South African President Jacob Zuma said his government provides public services better than any other African country, defending his record Monday against mounting and often-violent protests as he gears up for a re-election bid.

Zuma told a Local Government Association conference that since apartheid ended in 1994, governments led by his African National Congress party have built 2.5 million homes to house 10 million poor people, provided clean water to 6 million households and connected electricity to nearly 5 million houses.

But there is growing rage over failures to address poverty, massive unemployment and other problems that make this nation of 48 million the most economically unequal on Earth.

Gross corruption has helped enrich a small black minority of millionaires who have joined the former white minority elite that still controls the economy while most South Africans remain impoverished with millions condemned to living in tin shacks in sprawling shantytowns.

Some of the anger is directed at Zuma as he campaigns to be re-elected as leader of the African National Congress at a gathering in December. His bid has fractured his ANC party as well as its governing alliance partners, the South African Communist Party and the Congress of South African Trade Unions.

The anti-Zuma secretary general of the trade union congress, Zwelinzima Vavi, said over the weekend, "We have warned over and over again that South Africa is sitting on a ticking bomb ..." He said much more needs to be done to create jobs and end unemployment he estimated at between 25 and 36 percent.

Vavi told the story of cleaner Cynthia Gumede, who works at a public hospital "so understaffed and underfunded that she spends her entire working life trying to cope with an intolerable workload ... When desperate patients ask her for help or advice, she is so busy that she has no time to talk to them and is sometimes even rude and abusive to the very people she wanted to help." He was addressing the National Economic Development and Labor Council.

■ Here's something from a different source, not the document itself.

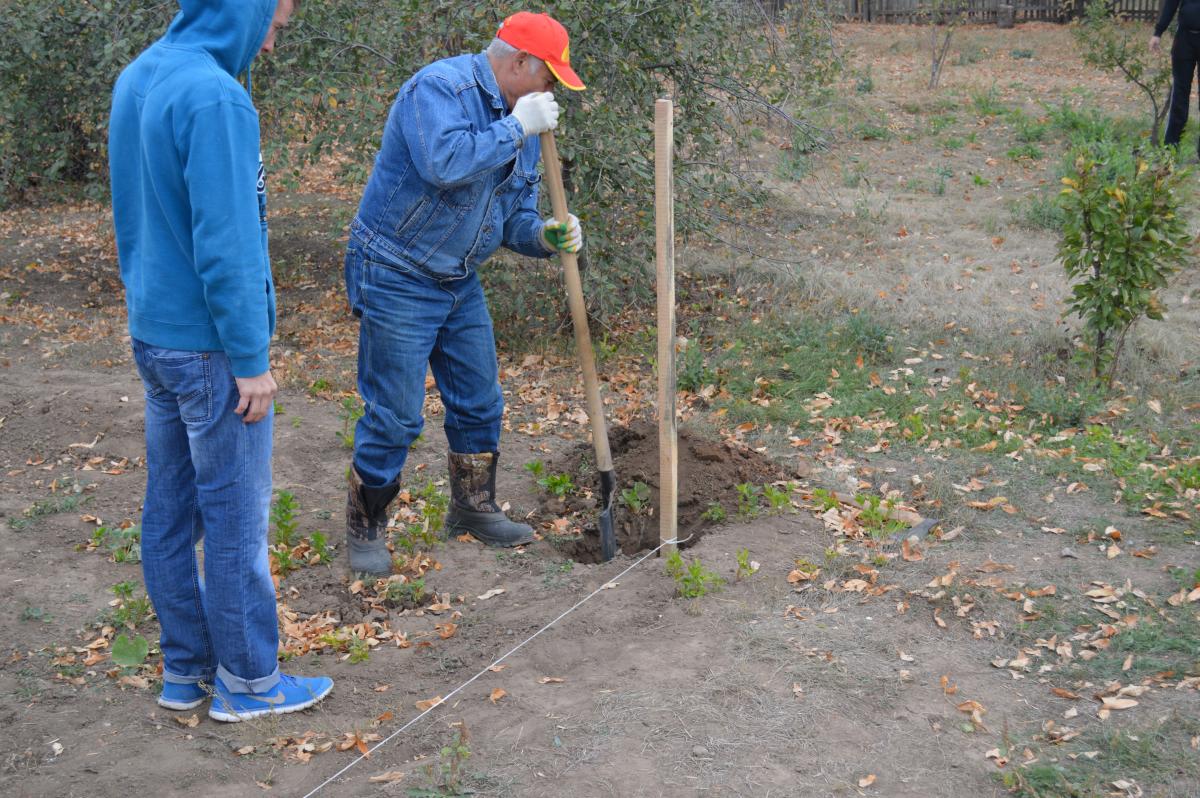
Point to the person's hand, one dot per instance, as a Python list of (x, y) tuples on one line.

The opposition Democratic Alliance on Monday complained about frequent power cuts at Johannesburg's major Chris Hani Baragwanath Hospital, with an outage of several hours on Friday forcing surgeons to use the light of a cellular phone to finish operations. It said patients on ventilators had to be assisted manually in the dark because the hospital's backup generators were not working.

In the latest scandal to hit the country, human rights activists in the group Section27 reported Monday they are taking the basic education minister back to court to force her to supply textbooks in southern Limpopo province.

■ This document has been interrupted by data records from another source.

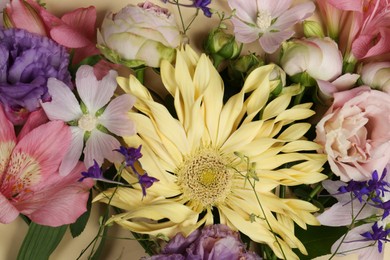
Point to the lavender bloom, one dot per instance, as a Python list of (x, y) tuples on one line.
[(27, 61), (378, 234), (212, 242), (132, 155), (94, 172), (202, 4)]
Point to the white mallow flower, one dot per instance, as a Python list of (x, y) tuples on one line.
[(92, 120), (318, 57)]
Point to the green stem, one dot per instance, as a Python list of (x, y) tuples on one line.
[(349, 229), (140, 74)]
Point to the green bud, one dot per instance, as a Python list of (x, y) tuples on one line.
[(221, 46), (313, 29), (239, 68)]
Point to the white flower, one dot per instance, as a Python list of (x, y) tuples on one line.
[(92, 118)]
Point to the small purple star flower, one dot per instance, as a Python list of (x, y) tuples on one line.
[(131, 154), (94, 172), (202, 4), (378, 234)]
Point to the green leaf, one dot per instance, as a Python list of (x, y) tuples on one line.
[(40, 241), (78, 227), (318, 240)]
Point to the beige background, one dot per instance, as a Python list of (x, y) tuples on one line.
[(11, 235)]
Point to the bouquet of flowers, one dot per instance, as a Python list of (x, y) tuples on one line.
[(270, 140)]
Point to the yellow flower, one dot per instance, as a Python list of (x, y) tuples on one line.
[(193, 156)]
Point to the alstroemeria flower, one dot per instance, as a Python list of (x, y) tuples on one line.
[(29, 180), (269, 21), (93, 118)]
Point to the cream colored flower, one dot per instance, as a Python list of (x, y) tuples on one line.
[(192, 154)]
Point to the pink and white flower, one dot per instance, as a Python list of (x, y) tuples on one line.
[(269, 21), (92, 119), (355, 133), (29, 180)]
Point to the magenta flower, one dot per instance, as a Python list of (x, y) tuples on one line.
[(28, 61), (269, 21), (30, 183)]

Some 1.7 million students have been without textbooks all year because of financial irregularities regarding the tender for their delivery. Minister Angie Motshekga has failed to comply with two court-set dates for delivery of the books.

In a recent report the government admitted that 80 percent of state schools are failing, with 1,700 without water and 15,000 with no libraries.

Zuma's supporters argue that his government has made significant progress in improving the country's treatment of patients infected with HIV/AIDS, running the world's largest program, although tens of thousands still go untreated.

At Monday's conference, Zuma described as "not all bad news" the auditor general's report that only 13 of 343 municipalities achieved clean audits. He said that was better than only seven a year ago.